Myotubular and Centronuclear Myopathies (CNM) are serious, rare, life-threatening disorders that affect skeletal muscles from birth. CNM derives its name based on the central location of the muscle fiber nucleus, which is an abnormal finding observed in muscle biopsies. People with CNM begin experiencing muscle weakness at any time from birth to early adulthood and many patients die within the first 18 months of life. Patients who survive longer require intense medical management and nearly uninterrupted support, including permanent ventilation, brace with head support and feeding tubes. The disease is driven by mutations in multiple genes including MTM1, DNM2 and BIN1 and Dynacure scientists have discovered a link between an increase in DNM2 protein and the direct cause of the disease(4). The three classical forms of CNM are X-linked myotubular myopathy (XLCNM), autosomal dominant CNM (ADCNM), and autosomal recessive CNM (ARCNM), which are all associated with poor prognosis. Myotubular and Centronuclear Myopathies affect an estimated 4,000 and 5,000 patients in the European Union, United States, Japan and Australia (1).

About DYN101

DYN101, an investigational antisense oligonucleotide product candidate using Ionis Pharmaceuticals' proprietary antisense technology, is designed to reduce the expression of dynamin 2 protein (DNM2) for the treatment of Myotubular and Centronuclear Myopathies (CNM). Preclinical studies have shown that DYN101 has the potential to be disease modifying in CNM, with preclinical activity observed in animal models of XLCNM and ADCNM(2,3). Prevention and reversion of the disease was observed with a dose-dependent improvement in whole body strength and mice survival. The development plan for DYN101 was designed to be broad and it is the only known program investigating a treatment for the majority CNM populations, comprised of those who have XLCNM or ADCNM. DYN101 is currently under clinical investigation in several European countries. DYN101 has been granted Orphan Drug designations by the U.S. FDA and EMA and rare pediatric disease designation by the FDA.

About Dynacure

Dynacure is a clinical-stage company focused on developing and commercializing novel therapies to transform the lives of patients with rare diseases who have limited or no treatment options. The Dynacure team leverages its proven track record in rare disease drug development to build a pipeline of novel drug candidates. Dynacure is developing DYN101, an investigational antisense product candidate designed to reduce the expression of dynamin 2 protein for the treatment of Myotubular and Centronuclear Myopathies, in strategic collaboration with Ionis Pharmaceuticals. Dynacure is also building a complementary research portfolio targeting other orphan disorders, including its DYN201 program for the treatment of Hereditary Spastic Paraplegias (caused by mutations in the SPG11 gene).

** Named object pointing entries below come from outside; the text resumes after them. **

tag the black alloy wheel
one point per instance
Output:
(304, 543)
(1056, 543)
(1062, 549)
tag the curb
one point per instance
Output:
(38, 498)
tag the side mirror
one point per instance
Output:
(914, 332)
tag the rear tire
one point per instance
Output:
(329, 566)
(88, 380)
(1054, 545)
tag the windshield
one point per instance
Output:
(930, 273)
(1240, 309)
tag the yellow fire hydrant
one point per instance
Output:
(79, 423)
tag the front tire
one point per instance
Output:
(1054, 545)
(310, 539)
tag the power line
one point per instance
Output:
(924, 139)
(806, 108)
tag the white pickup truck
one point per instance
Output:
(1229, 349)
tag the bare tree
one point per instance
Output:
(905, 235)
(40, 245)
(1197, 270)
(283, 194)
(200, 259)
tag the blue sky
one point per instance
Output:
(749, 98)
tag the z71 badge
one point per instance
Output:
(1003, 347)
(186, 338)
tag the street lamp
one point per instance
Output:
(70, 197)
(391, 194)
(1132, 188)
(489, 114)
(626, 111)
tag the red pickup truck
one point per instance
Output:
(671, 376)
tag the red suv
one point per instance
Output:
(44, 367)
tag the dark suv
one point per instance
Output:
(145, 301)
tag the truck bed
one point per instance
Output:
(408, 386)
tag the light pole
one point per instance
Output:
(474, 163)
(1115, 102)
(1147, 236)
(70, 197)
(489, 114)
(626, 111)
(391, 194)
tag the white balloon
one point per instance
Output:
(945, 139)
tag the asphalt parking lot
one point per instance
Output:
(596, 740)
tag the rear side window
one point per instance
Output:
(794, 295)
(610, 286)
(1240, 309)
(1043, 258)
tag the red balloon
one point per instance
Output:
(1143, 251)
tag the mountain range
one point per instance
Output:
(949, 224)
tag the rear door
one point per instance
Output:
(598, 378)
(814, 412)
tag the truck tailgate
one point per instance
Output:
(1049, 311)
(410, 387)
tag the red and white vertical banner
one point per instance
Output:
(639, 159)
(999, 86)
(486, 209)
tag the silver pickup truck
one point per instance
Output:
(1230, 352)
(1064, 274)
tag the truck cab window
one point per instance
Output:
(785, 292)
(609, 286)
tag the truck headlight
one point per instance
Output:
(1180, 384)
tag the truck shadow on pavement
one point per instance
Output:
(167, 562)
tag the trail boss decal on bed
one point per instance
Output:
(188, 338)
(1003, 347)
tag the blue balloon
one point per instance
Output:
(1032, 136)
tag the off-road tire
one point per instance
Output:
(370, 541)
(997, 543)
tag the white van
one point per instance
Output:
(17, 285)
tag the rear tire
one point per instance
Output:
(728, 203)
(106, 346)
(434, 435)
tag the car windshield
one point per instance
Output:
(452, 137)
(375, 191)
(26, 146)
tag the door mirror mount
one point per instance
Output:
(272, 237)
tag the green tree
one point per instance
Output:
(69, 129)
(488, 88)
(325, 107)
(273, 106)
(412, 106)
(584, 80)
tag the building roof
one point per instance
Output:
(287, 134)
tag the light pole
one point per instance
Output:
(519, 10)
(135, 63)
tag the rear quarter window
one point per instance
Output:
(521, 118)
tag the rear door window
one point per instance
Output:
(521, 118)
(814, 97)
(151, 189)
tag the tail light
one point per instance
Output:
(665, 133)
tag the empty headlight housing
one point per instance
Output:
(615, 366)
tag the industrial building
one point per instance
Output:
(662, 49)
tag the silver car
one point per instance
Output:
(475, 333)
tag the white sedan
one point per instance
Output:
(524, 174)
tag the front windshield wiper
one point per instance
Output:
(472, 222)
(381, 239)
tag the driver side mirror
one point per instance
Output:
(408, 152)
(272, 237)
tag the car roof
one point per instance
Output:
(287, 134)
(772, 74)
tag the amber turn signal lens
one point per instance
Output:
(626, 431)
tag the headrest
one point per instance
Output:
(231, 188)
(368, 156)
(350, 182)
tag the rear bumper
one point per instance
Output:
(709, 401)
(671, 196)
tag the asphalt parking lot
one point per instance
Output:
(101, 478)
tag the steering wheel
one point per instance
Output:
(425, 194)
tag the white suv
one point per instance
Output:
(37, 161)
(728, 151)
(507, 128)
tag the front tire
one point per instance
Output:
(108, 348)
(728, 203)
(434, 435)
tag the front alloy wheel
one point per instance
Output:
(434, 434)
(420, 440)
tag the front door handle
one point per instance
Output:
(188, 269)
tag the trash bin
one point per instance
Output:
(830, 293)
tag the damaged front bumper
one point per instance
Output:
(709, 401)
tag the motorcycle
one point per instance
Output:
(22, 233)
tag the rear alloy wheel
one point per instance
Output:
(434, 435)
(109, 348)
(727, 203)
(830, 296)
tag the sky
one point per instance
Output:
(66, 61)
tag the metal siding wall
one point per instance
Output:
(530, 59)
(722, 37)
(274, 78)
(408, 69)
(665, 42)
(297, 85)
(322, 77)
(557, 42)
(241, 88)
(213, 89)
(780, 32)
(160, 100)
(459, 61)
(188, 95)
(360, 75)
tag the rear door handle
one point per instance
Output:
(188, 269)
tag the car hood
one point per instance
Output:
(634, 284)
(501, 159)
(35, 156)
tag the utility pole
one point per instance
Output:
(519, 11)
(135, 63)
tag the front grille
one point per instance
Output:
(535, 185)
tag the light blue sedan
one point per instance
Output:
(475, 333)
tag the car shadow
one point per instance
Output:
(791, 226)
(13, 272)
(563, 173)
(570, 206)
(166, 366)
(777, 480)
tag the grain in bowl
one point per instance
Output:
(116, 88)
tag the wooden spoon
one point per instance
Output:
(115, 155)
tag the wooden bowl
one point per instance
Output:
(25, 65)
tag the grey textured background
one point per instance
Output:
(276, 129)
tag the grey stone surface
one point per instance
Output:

Dynacure is headquartered in Strasbourg, France with a corporate office in Philadelphia, PA, USA. Dynacure's investors include Andera Partners, Bpifrance Large Venture, Bpifrance through its FABS and Fonds Biothérapies Innovantes et Maladies Rares funds, Idinvest, Ionis Pharmaceuticals, Kurma Partners, Perceptive Advisors, Pontifax and funds managed by Tekla Capital Management LLC.

For more information, please visit www.dynacure.com.

1. Neuromuscul Disord. 2018 Sep;28(9):766-777. doi: 10.1016/j.nmd.2018.06.012. Epub 2018 Jul
2. Nat Commun. 2017 Jun 7;8:15661. doi: 10.1038/ncomms15661.
3. Proc Natl Acad Sci U S A. 2018 Oct 23;115(43):11066-11071. doi: 10.1073/pnas.1808170115. Epub 2018 Oct
4. (Cowling et al 2014 JCI)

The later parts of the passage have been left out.